I think there is no ultimate protection around this as there is always a risk in starting new relationships. However, I think one can learn to protect oneself also e.g.
Get to know someone as reasonably well as possible before over-trusting.
Taking things slow.
Being real and honest with oneself about the qualities and weaknesses of the other person.
Not overly romantisising them or ignoring red flags.
Listening to gut instincts.
Not allowing oneself to be swayed by romantic fantasy and sexual intoxication.
Being honest with oneself about one's own value and strengths and what one really wants, as well as one's own vulnerabilities.
Even doing all the above, you cannot fully protect yourself - but you can protect yourself from the worst self-deluding fools and damaged men.
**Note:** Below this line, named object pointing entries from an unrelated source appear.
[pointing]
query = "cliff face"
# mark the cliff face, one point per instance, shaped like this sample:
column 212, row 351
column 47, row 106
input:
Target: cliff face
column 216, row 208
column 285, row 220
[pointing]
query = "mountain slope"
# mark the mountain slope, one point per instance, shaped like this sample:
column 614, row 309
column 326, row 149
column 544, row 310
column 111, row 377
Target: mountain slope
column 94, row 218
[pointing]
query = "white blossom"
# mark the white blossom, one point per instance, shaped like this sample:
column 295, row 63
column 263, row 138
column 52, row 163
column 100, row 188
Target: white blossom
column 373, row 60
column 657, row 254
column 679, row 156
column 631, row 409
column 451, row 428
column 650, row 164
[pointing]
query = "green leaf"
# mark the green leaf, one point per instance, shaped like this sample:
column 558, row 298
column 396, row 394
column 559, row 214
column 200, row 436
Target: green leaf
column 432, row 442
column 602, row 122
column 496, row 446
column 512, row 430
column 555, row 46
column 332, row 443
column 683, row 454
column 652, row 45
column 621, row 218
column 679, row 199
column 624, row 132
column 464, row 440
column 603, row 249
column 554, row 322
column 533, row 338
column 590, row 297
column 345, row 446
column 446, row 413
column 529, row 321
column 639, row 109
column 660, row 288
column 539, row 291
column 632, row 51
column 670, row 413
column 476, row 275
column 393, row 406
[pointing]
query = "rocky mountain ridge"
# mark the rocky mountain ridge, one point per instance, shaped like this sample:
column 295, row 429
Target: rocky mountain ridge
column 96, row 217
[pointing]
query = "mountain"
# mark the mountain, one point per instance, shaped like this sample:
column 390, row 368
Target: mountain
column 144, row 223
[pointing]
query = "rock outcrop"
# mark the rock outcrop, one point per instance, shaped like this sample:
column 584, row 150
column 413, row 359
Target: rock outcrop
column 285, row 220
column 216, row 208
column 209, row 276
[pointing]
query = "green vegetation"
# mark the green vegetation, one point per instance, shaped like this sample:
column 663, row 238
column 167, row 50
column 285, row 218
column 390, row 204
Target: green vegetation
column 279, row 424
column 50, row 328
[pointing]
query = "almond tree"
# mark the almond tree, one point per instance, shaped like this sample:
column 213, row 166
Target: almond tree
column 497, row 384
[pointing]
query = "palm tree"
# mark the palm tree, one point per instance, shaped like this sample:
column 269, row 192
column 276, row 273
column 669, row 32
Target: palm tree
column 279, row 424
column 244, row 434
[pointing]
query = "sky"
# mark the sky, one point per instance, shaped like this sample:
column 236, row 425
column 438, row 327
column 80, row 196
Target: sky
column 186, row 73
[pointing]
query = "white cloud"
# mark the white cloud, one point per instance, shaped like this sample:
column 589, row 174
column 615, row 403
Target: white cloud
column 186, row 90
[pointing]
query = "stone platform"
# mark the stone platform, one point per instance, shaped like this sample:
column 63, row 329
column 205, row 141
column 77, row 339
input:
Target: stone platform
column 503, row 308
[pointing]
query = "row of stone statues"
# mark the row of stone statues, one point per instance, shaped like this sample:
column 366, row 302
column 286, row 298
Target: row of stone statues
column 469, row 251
And I think it helps you to stay more in rightful control of what is happening in your own life, rather than giving it over to the "man".
It is him, not you. But did you have some illusions about this man that were not supported by the reality of what you knew about him e.g. from your past?
Forget about him yes and move on, count yourself lucky he lives in another country
.
p.s. I really thought about this OP, it helped me clarify my understanding with some of my own bad and sad experiences ironically, so thank you.